With an average of 10 flights and about six train loads of passengers entering Bengaluru from Kerala every day, municipal authorities are struggling to screen passengers. But a hastily introduced policy on quarantine means thousands of travellers are being improperly screened or not at all.

According to an order issued on August 30, the government announced a seven-day quarantine for students and residents of Karnataka who had returned from Kerala, which is experiencing a renewed Covid-19 surge. Six out of 10 new cases in India currently are in Kerala.

Returnees and visitors are also required to have a mandatory RT-PCR negative certificate dated not earlier than 72 hours. 

However, as of Wednesday, scores of travellers from Kerala continued to arrive by road, rail and air only to find little or no quarantining. Sources at Kempegowda International Airport said no instructions or preparations had been laid out at the airport to screen travellers for quarantining. Travellers are only required to have a negative RT-PCR certificate, the airport said.

Also read: 'Kerala needs strict containment steps, strategic lockdown to curb Covid-19 cases'

Rail passengers without a negative RT-PCR certificate are being tested in the mornings and the evenings. However, there is no afternoon testing. Even among those being screened, none faced quarantine, sources said.

On the Bangalore Malayalees Facebook group, for example, posts noted that those arriving by train had been freely allowed to go home without quarantine. “All had negative RT-PCR certificates and there was no institutional quarantine for anyone,” reported one member of the group.

Tushar Girinath, Principal Secretary, (Revenue Department), who had signed the August 30 order clarified that it specified that long-term students returning to the state from Kerala and returnees living in Karnataka faced institutional quarantine. “In the case of students, they have to be quarantined by their college and in the case of employees, their companies have to certify that they are going into quarantine. Short-term visitors who are coming for only a few days are exempt,” he told DH.

A subsequent order issued by Jawaid Akhtar, Principal Secretary (Health) on Wednesday, clarified that only constitutional functionaries, healthcare professionals and their spouses, children below the age of two, people with a dire emergency, short-term travellers and students arriving for short-stints such as taking exams are exempt, as are passengers in transit to and from Kerala.

However, Dr K Sudhakar, Health Minister, told DH that quarantine applies to everyone, including all short-term visitors. “A circular to this effect will be drafted,” he said.

“All travellers from Kerala are to go into designated hotels or Covid care centres for seven days. The list of designated quarantine centres will be made public in a day or two,” he added.

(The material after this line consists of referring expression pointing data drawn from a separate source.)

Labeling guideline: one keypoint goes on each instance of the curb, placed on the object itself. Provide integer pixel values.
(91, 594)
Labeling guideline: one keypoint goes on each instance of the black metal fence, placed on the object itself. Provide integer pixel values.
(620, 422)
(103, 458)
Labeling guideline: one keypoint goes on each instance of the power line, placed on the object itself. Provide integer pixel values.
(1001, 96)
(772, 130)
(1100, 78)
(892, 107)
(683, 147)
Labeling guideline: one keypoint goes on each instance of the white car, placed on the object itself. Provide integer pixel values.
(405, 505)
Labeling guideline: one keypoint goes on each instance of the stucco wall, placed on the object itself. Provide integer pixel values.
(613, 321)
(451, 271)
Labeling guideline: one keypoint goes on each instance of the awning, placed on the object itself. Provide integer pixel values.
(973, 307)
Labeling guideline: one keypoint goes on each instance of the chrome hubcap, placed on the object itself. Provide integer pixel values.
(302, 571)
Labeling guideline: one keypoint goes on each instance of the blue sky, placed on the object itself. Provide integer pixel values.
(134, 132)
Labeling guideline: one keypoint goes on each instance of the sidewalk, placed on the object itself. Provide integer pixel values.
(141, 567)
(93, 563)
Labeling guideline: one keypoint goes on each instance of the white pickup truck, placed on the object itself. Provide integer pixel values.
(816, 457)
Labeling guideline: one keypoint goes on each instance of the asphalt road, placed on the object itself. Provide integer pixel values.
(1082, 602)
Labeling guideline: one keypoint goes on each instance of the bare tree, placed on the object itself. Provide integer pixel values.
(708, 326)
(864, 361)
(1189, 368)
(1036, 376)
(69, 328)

For R Muraleedhar of the Karnataka-Kerala Travellers’ Forum (KKTF), the erratic quarantining measure is emblematic of a policy that is already difficult to enforce. “The quarantine, if it does happen, will impose hardships on Kerala residents living in Karnataka. At the same time, I am getting reports that people are bypassing the problem by arriving in Karnataka through Tamil Nadu,” he said.

This was confirmed by an IT engineer who travelled to the city on Tuesday from Kerala. “At the Attibele checkpost, nobody stopped our car even though it has Kerala licence plates,” he said.